From: Ronald E. Komo
Nancy M. Morris, Secretary
To Whom it May Concern,
The CBOE contends that the contractual agreement with the BOT is terminated upon the completion of the merger of the BOT and CME. The position of the CBOE dictates that the BOT no longer exists as defined within the agreement.
The original agreement and subsequent agreements were entered into by the chairman and directors of the BOT representative of the BOT membership. The said agreement maintains that the shares of stock, trading right, and exercise right must be held altogether and registered in the members name. I am of the opinion that the merger does not cause a violation of the agreement, nor does it alter the structure of the entity.
I would specifically like to address the issue of the trading right as recognized by both the CBOE and BOT in the agreement. Upon approval of the merger, the BOT trading right only allows the holder to trade BOT products just as the CME trading right allows the holder to only trade CME products. The BOT trading right owner would be required to purchase or lease a CME trading right to trade CME products; likewise, the CME trading right holder would be required to purchase or lease a BOT trading right to trade BOT products.
Recognizing that the shares of stock, trading right, and exercise right are owned by the individual in possession of all three components, and the premise accepted by the CBOE as defined as such within the said agreement, the trading right pertaining to BOT products remains the same upon completion of the merger as it would prior to the merger.
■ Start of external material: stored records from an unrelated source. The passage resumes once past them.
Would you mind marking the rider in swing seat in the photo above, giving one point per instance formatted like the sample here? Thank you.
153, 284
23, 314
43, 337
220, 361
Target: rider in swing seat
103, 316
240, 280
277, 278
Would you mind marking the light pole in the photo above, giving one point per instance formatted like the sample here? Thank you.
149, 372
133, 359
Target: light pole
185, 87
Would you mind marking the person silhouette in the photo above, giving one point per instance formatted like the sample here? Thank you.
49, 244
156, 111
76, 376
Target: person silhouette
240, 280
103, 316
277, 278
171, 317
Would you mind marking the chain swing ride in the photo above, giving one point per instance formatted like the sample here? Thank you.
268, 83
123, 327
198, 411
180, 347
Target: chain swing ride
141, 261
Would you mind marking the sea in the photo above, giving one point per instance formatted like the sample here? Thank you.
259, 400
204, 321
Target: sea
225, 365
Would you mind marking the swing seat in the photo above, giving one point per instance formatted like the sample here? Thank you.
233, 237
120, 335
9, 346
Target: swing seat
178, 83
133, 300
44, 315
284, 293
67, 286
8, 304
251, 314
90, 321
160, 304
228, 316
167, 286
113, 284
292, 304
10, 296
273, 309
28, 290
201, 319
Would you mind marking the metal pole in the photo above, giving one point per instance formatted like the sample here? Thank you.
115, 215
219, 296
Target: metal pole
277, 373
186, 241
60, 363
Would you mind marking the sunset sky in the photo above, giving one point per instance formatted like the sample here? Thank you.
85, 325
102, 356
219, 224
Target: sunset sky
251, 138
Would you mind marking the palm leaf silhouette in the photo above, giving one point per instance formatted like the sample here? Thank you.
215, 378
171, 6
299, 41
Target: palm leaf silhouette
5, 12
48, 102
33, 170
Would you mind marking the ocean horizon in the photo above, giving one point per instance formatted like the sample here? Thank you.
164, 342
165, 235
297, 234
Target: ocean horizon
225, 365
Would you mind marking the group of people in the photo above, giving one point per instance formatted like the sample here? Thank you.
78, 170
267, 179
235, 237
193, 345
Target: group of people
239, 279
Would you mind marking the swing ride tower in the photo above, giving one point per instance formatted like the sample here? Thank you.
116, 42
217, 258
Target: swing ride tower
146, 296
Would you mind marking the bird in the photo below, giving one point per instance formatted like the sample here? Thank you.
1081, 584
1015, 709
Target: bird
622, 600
In other words, the stucture of the entity would not be altered post merger, thus substantiating the existence of the BOT within it's products.
I maintain that this nothing more than a circuitous attempt by the CBOE to enjoin the SEC in a ruse to deny the BOT exercise right owners of their legal ownership in the CBOE and an equal distribution entitled by the contractual agreement.
I respectfully request that this not be considered under the purview of the SEC; it is an issue of contract law under the jurisdiction of the courts.